Llueve terriblemente en esta mañana Carentes de todo sentido,
Se levantan ancianos a tomar el café
Y a cumplir con el prometido tiempo de angustia,
Por la miseria de respirar seguros bajo un cielo tan gris
Como azul
O rojo

Mujeres hermosas,
Hombres de trabajo,
Hacia el transporte a un nuevo día,
Una carrera continúa al lugar del que salen con afán.

Cuánto dolor hombre de piedra
                              Y mujer de cera

Hay entre nosotros

Y un día igual                (Aunque probablemente sin lluvia)
Se abrirá sobre nuestras cabezas

Nuestras miradas se cruzan
Reconociéndose,

Entre miles de formas

Y siguen hacia otros puntos tan distantes.

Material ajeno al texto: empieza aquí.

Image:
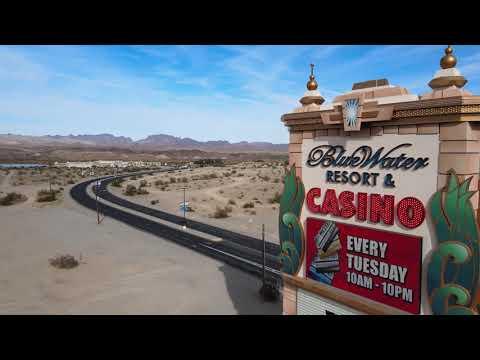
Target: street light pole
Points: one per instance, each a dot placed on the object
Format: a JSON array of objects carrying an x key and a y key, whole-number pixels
[
  {"x": 98, "y": 205},
  {"x": 184, "y": 208},
  {"x": 264, "y": 260}
]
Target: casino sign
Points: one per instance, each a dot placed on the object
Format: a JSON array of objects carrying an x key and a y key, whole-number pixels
[{"x": 379, "y": 213}]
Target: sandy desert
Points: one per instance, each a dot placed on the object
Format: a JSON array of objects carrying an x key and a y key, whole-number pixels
[
  {"x": 123, "y": 270},
  {"x": 239, "y": 197}
]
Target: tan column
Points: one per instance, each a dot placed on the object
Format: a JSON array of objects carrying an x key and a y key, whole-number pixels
[{"x": 460, "y": 150}]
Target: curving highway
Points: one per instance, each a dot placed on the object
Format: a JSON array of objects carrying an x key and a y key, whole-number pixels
[{"x": 238, "y": 250}]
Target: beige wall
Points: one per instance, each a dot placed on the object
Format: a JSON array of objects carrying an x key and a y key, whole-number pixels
[{"x": 459, "y": 149}]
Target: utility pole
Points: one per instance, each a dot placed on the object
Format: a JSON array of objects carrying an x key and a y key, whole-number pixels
[
  {"x": 264, "y": 252},
  {"x": 184, "y": 208},
  {"x": 96, "y": 199}
]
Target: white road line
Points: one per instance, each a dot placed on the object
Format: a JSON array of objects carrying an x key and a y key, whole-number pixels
[{"x": 242, "y": 259}]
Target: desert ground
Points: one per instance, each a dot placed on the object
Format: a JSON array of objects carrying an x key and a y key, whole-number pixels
[
  {"x": 122, "y": 270},
  {"x": 239, "y": 197}
]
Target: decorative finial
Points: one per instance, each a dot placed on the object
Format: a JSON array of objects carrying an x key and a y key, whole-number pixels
[
  {"x": 312, "y": 84},
  {"x": 448, "y": 61}
]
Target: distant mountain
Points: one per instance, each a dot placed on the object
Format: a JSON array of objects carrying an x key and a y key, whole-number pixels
[{"x": 160, "y": 142}]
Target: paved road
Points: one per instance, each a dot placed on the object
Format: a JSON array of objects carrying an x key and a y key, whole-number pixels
[
  {"x": 242, "y": 257},
  {"x": 240, "y": 239}
]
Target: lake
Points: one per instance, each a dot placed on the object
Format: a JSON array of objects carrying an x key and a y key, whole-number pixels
[{"x": 11, "y": 166}]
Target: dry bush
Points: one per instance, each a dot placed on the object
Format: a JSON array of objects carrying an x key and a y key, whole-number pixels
[
  {"x": 130, "y": 190},
  {"x": 220, "y": 213},
  {"x": 64, "y": 262},
  {"x": 118, "y": 182},
  {"x": 248, "y": 205},
  {"x": 142, "y": 191},
  {"x": 47, "y": 195},
  {"x": 12, "y": 198}
]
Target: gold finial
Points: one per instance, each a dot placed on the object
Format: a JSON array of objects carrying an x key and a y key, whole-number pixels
[
  {"x": 448, "y": 61},
  {"x": 312, "y": 84}
]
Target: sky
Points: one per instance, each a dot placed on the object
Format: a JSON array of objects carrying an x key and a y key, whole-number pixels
[{"x": 234, "y": 93}]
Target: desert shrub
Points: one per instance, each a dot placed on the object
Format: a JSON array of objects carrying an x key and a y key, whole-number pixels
[
  {"x": 220, "y": 213},
  {"x": 64, "y": 262},
  {"x": 275, "y": 198},
  {"x": 12, "y": 198},
  {"x": 130, "y": 190},
  {"x": 47, "y": 195},
  {"x": 142, "y": 191},
  {"x": 248, "y": 205},
  {"x": 117, "y": 182}
]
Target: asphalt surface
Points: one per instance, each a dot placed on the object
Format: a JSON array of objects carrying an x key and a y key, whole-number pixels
[
  {"x": 240, "y": 239},
  {"x": 246, "y": 256}
]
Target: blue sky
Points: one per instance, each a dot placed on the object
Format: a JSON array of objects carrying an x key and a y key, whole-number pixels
[{"x": 231, "y": 93}]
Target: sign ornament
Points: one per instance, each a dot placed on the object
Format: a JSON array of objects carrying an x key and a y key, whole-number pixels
[
  {"x": 292, "y": 238},
  {"x": 453, "y": 272},
  {"x": 351, "y": 115}
]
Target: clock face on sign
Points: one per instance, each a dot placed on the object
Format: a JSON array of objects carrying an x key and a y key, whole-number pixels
[{"x": 350, "y": 111}]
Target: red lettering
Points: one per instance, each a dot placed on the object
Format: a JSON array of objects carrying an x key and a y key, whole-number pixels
[
  {"x": 362, "y": 206},
  {"x": 379, "y": 208},
  {"x": 410, "y": 212},
  {"x": 310, "y": 198},
  {"x": 330, "y": 203},
  {"x": 382, "y": 209},
  {"x": 346, "y": 202}
]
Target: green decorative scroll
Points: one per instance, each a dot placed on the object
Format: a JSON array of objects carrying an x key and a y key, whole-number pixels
[
  {"x": 453, "y": 272},
  {"x": 292, "y": 238}
]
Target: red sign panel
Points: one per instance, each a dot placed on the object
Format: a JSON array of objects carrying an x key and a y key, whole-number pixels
[{"x": 379, "y": 265}]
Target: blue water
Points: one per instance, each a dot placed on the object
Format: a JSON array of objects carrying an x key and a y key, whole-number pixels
[{"x": 10, "y": 166}]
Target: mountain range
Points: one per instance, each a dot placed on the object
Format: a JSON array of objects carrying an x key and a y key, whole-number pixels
[{"x": 158, "y": 142}]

Diana Milena Berrío nació en Medellín el 9 de septiembre de 1985. Se desempeñó como una de las organizadoras de la tertulia «Noches de luna llena y poesía» en la Biblioteca Fabricato - Comfama de Bello durante el año 2002 y desde ese mismo año participa del taller de literatura «Sala del agua» de Comfenalco. Actualmente se desempeña como tallerista en el Proyecto Gulliver, de la Corporación de Arte y Poesía Prometeo y la ONG francesa France Liberté. Al decir de Pedro Arturo Estrada, «en Diana Berrío el lenguaje se deslinda de sus derroteros anecdóticos y se repliega tensa, pero cálida, en la profundidad, la intimidad, el secreto de su propio misterio. Repliegue a ratos dolido y tocado por la luz ávida de un mundo áspero y frenético ante el cual las palabras sólo pueden asumirse entonces, como una defensa, una fortaleza y a veces como un arma. Pero también, y es lo que ocurre en sus poemas, como una piel, la más profunda y sensible, la más viva y desnuda: Frío en la piel, labios morados, ojos cerrados / Esperando que caiga el tiempo, / El interminable castigo (...) Lecciones inacabadas, / para la piel desecha por la angustia / de tantas memorias (…) Puesto que el cuerpo es la última frontera del silencio, la palabra sabe bien hacerlo visible y ocultarlo cuando es preciso. La realidad lo acecha y aun, lo invadiría completamente sino está la palabra de por medio como un límite, pero también, como una conciencia y una condensación de energía que a su vez la interroga, la cataliza en corrientes, choques de fulgor y delectación: Mi cuerpo/ Tal como lo amaba,/ Pende en el aire, éste sólo circula,/ Acaricia mis cabellos/ hace temblar mi piel. (…) Palabra que se hace marca, que registra el impacto de esos momentos: Instantes invisibles se marcan en la piel, /Nueva línea en la palma,/ Un oscurecimiento nuevo / Vasto en profundidad en los ojos / (…) Palabra arriesgada y extrema la que Diana Berrío explora en sus poemas. Una palabra que busca y afina nexos nuevos de sentido con lo real, con lo vivido, lo inconsciente, lo soñado, la memoria y el olvido. Palabra que se desnuda y se abre a otras miradas con la franqueza y la ufanía que tiene la belleza siempre joven, donde el tiempo es sólo una sombra al fondo.»